家丁回答:“小的刚在街上,突然听人喊走火了,回头一看,好大的烟从衙门位置飘出来。跑近后还有一些明火。小的马上就回去禀告老爷。”

“这一手真绝。”刘三道:“老爷,这小子恐怕不是善茬。”

“怎么说?”

“阳平面上,人人都知是老爷您做主,他来谁知道他是谁?这么放一把火,就是告诉大家,阳平有县官了。”

刘四女轻轻一笑:“这就叫不是善茬?应该说小孩子急功。这呆久了谁不知道他是县官?这么快就按捺不住要摆现自己。年轻人就是年轻人,回府。”

……

第二天,刘四女就知道自己错了,衙门口竟然贴出了告示:文房失火,本县之内所有衙役名册被烧毁。三天之内,所有在册衙役、县尉、县丞(建康狱丞)到衙门重新造册。如有未到者,以擅自离职处理。

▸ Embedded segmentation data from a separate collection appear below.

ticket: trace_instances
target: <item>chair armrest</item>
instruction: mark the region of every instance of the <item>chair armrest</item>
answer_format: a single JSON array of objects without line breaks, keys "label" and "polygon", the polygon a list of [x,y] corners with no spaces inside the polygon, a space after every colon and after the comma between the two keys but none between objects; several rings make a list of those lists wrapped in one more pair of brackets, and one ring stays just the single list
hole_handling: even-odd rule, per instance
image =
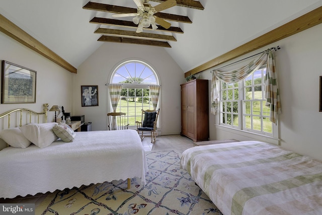
[{"label": "chair armrest", "polygon": [[142,127],[142,122],[139,122],[138,121],[135,121],[136,123],[136,128],[138,128],[140,127]]}]

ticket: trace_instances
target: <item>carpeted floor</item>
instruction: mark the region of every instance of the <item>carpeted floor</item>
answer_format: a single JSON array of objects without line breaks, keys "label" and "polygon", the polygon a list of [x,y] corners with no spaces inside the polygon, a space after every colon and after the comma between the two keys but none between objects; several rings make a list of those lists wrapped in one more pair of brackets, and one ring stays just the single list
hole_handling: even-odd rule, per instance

这下身为衙役的龙头县尉、县丞两人可就慌了。这要不要去造册呢?不去造册以后就没身份了。当然刘家是吃好喝好,但是你要没了那身份,人家还会给你吃好喝好吗?要说人家是知县,只要文书吏部一递,自己也就和朝廷没了干系,以后再敢穿衙门里的衣服出来,那可是冒充官差。一干衙役围了两人问:“怎么办?怎么办?”

“我们去问刘老爷。”

刘四女也是头疼,没想到这小子出这么一阴招,三个儿子是指望不上了,只能和刘三商量,最后决定,去!

……

“参见大人。”一干衙役和县尉、县丞约好一般出现在公堂。

欧阳正摆现官服,左右看看后问:“觉着帅不帅?”

“……”一阵沉默后,一名衙役牙疼一般哼道:“帅。”

“哎呀!这小子有眼光。叫什么?”

“张大牛。”衙役老实回答。

“欧平!”

“在!”

“给他造册,他就是……你要当县尉还是县丞?”欧阳坐下来问。

欧平没等他说话拿册子念道:“县尉每月俸禄五贯,县丞每月俸禄六贯。”

哇!所有人一片惊叹,原先就一贯左右的工资,直接翻了五倍。张大牛立刻喊道:“卑职当县尉。”有自知之明,县丞是文官。

“记上!”欧阳笑咪咪再问:“本官是不是特亲切?”

“是!”几乎所有人一起回答。

“这个……”欧阳愣了一会,你们也太踊跃了吧?

欧平在一边提醒:“大人,只能有一名县丞。”

欧阳问:“那怎么办?”

欧平:“明天再说?”

欧阳一拍惊堂木道:“退堂,明天辰时再议此事。”也不甩一群衙役,自己走人。

欧平交代:“非衙门造册人员,非有事不得在衙门停留,各位自便吧!”说完他也走。留下一群人大眼瞪小眼。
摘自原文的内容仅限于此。